The fight scenes were tightly choreographed, and the special effects were convincing in a cartoonish sort of way. I was especially surprised by just how funny the movie was, and most of that was due to Josh Lawson's portrayal of Kano. He had the whole theater where I saw the movie bawling with laughter, taking what should have been the film's most obnoxious character and making it its most endearing.

The story of the movie on the other hand was just so-so, but they can only do so much with the premise being carried over from the games, so this shouldn't really come as a surprise. The decision to focus much of that story on the rivalry between Scorpion and Sub-Zero did lend the movie most of its emotional core. But this also contributed to what I felt was my biggest issue with the film.

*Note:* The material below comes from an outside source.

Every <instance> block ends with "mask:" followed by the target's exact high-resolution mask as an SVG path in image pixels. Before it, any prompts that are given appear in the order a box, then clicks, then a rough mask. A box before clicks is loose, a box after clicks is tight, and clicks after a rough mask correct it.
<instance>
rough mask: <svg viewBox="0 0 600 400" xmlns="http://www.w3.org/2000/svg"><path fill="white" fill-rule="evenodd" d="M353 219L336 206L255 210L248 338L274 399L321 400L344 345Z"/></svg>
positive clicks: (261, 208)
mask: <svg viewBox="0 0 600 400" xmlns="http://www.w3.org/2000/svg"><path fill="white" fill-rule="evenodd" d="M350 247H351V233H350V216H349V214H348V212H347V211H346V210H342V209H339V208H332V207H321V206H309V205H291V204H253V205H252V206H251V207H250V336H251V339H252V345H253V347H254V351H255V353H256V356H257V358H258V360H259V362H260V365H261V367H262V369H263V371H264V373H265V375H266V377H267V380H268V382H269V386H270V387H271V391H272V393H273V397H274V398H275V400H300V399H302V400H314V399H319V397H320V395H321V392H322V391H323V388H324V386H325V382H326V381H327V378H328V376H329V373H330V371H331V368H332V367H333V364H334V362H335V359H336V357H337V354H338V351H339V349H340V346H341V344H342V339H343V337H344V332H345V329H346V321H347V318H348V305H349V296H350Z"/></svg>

For a movie called Mortal Kombat, I had expected to see something resembling the proper tournament we got in the 1995 film. But the closest thing we got to that here was a montage of several match ups that were taking place at the same time. It didn't feel like we had a group of fighters working their way up the ladder towards one final confrontation, or that the tournament itself was operating by any kind of discernible rules, the way it did in the video games.

Another issue I had with the movie was the way it just sort of fizzled out at the ending, as though the filmmakers were not quite sure where or how to end it. It is not that the ending was underwhelming per se, but the movie ends right when it felt like things were about to get good, making the whole thing feel like mere setup for future films.

It is also worth noting that the film is excessively violent, with enough blood and gore to make even horror fans squirm. But I think that should go without saying, given its source material and its storied history. It definitely earns its R-rating. So if you fancy watching a man rip a bat-winged woman in two with a weaponized hat, and hearing him call out "flawless victory" afterwards, then you're in for a bloody good time. 

Mortal Kombat works because it fully embraces the tongue-in-cheek nature of its source material. Unlike previous entries in the series, which tended to take themselves a little too seriously, this one strikes a nice balance between comedy and action. Its self-awareness elevates what would've otherwise been another retread into something that is sure to please fans of the games and the earlier movies alike.